Calling libc functions / syscalls
Calling conventions
First, let's talk about calling conventions. For the System V x86
application binary interface (ABI), parameters to functions are passed on the
stack in reverse order such that the first parameter is the last value pushed
to the stack.
Functions are called using the call
instruction, pushing the address of the
next instruction onto the stack and jumping to the operand. Functions return
to the caller using ret
, popping a value from the stack and jumping to it.
Function calls preserve the registers ebx
, esi
, edi
, ebp
, and esp
.
eax
, ecx
, and edx
are scratch registers, their values might not be the
same after a function call. The return value of a function is stored in eax
,
unless the return value is a 64-bit value, then the higher 32-bits will be
returned in edx
.
For the System V x86-64
ABI, parameters to functions are passed in the
registers rdi
, rsi
, rdx
, rcx
, r8
, and r9
. If a function call
requires more than 6 parameters, further values are passed to the function
call on the stack in reverse order. Functions return to the caller using ret
,
popping a value from the stack and jumping to it.

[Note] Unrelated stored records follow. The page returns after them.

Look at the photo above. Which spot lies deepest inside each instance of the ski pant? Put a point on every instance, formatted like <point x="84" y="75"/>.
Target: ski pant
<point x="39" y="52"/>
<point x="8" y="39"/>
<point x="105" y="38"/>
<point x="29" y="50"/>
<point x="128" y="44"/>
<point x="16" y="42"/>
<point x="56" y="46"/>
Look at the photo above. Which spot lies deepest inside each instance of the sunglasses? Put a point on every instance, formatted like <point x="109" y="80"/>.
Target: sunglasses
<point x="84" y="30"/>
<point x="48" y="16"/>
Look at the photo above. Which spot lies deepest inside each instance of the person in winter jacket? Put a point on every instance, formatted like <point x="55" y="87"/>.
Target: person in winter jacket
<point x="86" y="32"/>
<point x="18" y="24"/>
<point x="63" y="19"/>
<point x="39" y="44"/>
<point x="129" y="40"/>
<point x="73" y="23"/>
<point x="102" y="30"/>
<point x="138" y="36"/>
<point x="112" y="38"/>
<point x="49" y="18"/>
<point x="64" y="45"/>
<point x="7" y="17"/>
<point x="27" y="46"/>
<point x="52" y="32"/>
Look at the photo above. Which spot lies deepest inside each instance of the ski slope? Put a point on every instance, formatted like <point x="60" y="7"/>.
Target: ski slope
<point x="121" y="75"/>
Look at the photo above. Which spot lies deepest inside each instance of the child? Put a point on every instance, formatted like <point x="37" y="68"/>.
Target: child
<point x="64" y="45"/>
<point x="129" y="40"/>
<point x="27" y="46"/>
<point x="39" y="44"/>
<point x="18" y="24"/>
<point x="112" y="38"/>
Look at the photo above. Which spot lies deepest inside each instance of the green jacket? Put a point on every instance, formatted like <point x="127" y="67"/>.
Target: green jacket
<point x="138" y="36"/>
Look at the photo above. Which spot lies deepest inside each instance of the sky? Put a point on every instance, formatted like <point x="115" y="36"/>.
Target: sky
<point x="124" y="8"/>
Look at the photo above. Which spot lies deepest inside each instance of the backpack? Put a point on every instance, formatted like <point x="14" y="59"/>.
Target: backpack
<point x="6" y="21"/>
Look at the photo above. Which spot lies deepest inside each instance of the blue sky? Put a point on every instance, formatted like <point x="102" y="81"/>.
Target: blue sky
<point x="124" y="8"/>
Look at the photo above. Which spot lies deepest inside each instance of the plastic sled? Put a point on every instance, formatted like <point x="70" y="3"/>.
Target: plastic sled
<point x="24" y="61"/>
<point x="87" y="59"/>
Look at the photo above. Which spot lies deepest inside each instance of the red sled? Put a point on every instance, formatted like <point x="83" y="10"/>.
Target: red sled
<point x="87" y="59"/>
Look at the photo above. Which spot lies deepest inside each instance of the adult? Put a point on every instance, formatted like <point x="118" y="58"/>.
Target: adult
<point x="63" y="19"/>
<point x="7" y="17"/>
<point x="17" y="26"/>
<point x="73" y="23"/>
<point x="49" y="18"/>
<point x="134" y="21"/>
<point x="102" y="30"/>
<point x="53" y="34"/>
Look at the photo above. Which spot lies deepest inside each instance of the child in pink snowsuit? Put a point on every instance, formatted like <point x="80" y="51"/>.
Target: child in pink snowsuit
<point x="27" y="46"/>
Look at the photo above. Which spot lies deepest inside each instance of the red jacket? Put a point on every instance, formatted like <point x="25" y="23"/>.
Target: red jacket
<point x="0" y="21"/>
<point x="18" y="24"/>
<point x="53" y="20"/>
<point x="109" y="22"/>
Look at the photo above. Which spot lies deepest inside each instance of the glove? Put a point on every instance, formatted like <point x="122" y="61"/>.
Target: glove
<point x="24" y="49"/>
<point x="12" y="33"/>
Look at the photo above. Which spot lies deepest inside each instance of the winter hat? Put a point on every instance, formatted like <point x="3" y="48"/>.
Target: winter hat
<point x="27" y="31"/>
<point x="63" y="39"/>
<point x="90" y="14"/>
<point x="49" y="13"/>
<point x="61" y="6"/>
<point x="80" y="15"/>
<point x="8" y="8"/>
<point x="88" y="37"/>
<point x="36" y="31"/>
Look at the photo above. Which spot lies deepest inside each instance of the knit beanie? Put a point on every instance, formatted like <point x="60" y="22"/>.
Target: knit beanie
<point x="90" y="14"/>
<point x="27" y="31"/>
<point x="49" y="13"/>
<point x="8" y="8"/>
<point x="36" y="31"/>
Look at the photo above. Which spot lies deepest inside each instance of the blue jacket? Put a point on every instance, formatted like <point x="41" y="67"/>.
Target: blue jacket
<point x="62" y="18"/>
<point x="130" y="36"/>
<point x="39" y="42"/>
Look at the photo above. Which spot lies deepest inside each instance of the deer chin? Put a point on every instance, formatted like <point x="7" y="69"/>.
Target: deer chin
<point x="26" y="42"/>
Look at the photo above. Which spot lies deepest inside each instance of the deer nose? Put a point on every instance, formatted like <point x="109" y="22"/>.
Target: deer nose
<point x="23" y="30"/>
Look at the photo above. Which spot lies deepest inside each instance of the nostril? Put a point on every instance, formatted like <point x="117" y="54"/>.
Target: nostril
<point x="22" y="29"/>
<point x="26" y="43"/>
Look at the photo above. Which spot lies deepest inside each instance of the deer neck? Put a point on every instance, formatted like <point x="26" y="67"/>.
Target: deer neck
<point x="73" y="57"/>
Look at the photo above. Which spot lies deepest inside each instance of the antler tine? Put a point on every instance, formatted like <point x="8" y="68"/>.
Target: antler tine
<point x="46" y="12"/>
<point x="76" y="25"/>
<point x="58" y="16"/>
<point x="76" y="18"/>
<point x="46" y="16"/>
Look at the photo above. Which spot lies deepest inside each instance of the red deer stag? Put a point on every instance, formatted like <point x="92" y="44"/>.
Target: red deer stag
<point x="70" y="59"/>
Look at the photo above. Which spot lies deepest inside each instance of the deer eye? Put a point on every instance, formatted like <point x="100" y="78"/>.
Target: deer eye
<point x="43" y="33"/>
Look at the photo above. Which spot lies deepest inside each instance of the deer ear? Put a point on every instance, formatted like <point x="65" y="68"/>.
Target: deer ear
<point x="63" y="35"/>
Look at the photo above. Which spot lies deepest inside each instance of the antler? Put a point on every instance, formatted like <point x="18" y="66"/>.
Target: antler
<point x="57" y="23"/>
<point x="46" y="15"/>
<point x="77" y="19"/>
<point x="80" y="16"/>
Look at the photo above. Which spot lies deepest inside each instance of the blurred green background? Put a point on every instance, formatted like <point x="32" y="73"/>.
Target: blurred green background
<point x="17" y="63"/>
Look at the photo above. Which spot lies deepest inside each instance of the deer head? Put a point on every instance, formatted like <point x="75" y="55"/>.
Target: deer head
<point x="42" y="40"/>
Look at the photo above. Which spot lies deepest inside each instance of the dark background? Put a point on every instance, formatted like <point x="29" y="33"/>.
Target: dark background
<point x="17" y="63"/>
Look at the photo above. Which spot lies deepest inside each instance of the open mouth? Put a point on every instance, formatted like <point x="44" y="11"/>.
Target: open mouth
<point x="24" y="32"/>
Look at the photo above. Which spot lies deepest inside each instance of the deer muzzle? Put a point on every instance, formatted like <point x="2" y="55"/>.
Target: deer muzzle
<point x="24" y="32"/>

Function calls preserve the registers rbx
, rsp
, rbp
, r12
, r13
, r14
,
and r15
. rax
, rdi
, rsi
, rdx
, rcx
, r8
, r9
, r10
, and r11
are
scratch registers, their values might not be the same after a function call.

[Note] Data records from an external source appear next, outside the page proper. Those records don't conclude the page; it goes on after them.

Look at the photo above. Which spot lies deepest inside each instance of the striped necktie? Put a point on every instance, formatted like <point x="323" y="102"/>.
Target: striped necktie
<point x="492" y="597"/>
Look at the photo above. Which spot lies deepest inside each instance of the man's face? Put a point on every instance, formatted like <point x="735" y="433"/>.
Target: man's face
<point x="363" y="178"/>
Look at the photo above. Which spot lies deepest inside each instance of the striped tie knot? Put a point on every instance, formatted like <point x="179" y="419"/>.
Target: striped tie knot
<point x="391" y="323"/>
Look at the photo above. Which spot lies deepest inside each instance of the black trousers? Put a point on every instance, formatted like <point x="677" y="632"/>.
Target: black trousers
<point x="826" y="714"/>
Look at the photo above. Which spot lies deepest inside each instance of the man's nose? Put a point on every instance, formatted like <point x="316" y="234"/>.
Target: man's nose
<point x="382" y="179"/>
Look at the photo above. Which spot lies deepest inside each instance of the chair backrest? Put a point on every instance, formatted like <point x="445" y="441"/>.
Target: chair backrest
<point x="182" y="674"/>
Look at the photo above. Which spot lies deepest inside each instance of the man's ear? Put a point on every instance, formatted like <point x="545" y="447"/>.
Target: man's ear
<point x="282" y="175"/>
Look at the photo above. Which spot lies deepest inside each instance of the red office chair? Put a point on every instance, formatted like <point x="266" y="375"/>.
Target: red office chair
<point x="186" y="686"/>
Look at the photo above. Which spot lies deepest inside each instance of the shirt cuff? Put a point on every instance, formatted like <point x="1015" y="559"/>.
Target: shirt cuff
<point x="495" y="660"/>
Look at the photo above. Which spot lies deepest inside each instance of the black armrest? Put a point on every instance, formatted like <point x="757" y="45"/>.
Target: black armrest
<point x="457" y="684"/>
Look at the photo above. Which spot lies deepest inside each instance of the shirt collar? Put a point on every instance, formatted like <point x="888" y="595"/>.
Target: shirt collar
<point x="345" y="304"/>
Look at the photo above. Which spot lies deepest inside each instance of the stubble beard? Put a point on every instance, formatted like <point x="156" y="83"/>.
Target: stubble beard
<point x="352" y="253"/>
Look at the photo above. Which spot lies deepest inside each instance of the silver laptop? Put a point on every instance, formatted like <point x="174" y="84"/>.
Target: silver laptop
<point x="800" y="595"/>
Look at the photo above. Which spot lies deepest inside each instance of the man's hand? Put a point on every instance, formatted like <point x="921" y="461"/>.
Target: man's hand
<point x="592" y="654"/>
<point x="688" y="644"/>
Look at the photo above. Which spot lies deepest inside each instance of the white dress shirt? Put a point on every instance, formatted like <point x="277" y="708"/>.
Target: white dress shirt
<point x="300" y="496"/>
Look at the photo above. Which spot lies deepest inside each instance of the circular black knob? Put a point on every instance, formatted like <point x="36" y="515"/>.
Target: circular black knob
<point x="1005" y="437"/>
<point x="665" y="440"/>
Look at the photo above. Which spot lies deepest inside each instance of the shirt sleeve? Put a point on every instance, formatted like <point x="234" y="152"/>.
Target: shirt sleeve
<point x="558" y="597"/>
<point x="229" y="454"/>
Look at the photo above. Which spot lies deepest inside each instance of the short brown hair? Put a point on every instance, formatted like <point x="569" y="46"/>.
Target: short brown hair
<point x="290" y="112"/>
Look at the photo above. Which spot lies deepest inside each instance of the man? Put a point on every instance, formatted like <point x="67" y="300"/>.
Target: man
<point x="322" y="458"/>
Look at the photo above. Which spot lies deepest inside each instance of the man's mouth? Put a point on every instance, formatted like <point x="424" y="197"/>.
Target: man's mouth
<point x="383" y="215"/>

The return value of a function is stored in rax
, unless the return value is a
128-bit value, then the higher 64-bits will be returned in rdx
.
[1]
The standard C library and syscalls
What's a libc
function?
The term libc
is shorthand for the "standard C library". The most widely used
C library on Linux is the GNU C Library,
referred to as glibc
. The pathname for your installation of libc
on a
Linux operating system is probably something similar to: /lib/libc.so.6
. For
a dynamically-linked target binary, you can use ldd
to print its shared
object dependencies - you'll usually find libc.so.6
there.
[2]
libc
functions are functions exported by the libc.so.6
shared library.
libc
functions are commonly used functions within the C programming
language, for example: printf()
, puts()
, gets()
What's a syscall
?
A system call (syscall
), sometimes called kernel calls, is a request for
service that a program makes of the kernel. This is usually a privileged
operation, like changing permissions of a file, opening a file descriptor, etc.
The libc
functions mentioned earlier usually handle syscall
s for the
programmer, however, an attacker sometimes has to make syscall
s directly for
an exploit to work. [3]
To make a syscall
directly on x86
on a Linux operating system, first
ensure your registers contain their necessary values.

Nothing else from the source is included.